Whether a Fortune 500 behemoth or a small, mom-and-pop shop, all companies want to sustain economy. They want to ensure that their policies, products and procedures (regarding the staff they employ, the people they serve and the services they offer) maintain their value when compared against their expense (of time, money, effort and resources). To do this, businesses have to make good decisions. They have to choose actions that benefit not only their bottom lines, but their missions, as well. It’s not always as easy as it sounds. In the rush to make good decisions, many lose sight of extraneous details that could affect profitable outcomes. Read on to learn about false economies:
According to the Oxford English Dictionary, the word economy refers to “the careful management of available resources.” It can alternately be used to signify “good value for money,” “careful use of something” or the financial “state” of a country or region. In it’s broadest sense, economy means “financial saving.” A false economy, therefore, is a system that appears to offer a fiscal benefit but, in actuality, doesn’t. For example, many people review DACA history (legislation that permits Delayed Action on Childhood Arrivals) and conclude that rescinding the program would benefit the American economy by allowing U.S. citizens to take back the jobs that DACA recipients currently hold. In reality, however, many studies show that, not only would the termination of DACA benefits not financially benefit the US, it would, indeed, severely harm it (to the tune of almost $450 billion in combined income and tax revenue). On a smaller scale, a false economy might exist if you choose a less expensive couch and then have to replace it in three years because it wasn’t built with quality materials. You think you are making a good decision and saving money, but in the end you actually spend (and waste) more!

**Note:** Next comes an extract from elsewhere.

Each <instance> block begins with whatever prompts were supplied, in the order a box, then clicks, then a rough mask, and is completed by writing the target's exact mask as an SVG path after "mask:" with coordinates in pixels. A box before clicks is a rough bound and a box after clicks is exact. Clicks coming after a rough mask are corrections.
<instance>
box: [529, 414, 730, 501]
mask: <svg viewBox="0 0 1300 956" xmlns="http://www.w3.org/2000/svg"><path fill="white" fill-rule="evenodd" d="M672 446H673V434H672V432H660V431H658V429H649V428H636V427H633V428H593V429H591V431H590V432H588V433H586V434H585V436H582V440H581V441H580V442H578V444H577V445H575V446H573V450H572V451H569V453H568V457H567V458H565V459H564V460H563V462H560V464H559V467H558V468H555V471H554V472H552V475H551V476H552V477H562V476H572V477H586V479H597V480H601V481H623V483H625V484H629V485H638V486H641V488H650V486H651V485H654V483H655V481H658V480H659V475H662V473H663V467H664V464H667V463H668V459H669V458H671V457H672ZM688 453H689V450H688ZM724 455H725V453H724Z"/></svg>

Of course, it’s a lot easier to identify a false economy in hindsight. For businesses, who have to strategically contemplate every action they take, whether it’s buying 32 lb bond paper or 65 lb cover stock or whether it’s choosing (or not) to spend $100,000 on market research, it can be difficult to weigh all the implications of a decision upfront. Will the weight of marketing materials turn people off? Will research really reveal any unknowns? To combat the effects of poor decisions and false economies, then, you must ask questions and lots of them. Assessing all the risks associated with a decision will help you determine the path you should take. But be careful that you aren’t just strictly weighing the financial consequences to your decisions in monetary terms. Some decisions would undoubtably save you dollars but could cost you priceless good morale in the workplace and/or damage your brand equity in the marketplace. Employees could lose productivity because they don’t feel valued or customers could become disillusioned with your vision and stop supporting you. Either situation could cause just as much damage to your bottomline as a poorly planned “expense.” To save your business from a false economy, make sure that you take time to thoroughly weigh the pros and cons of all your decisions, no matter how simple your choices might seem!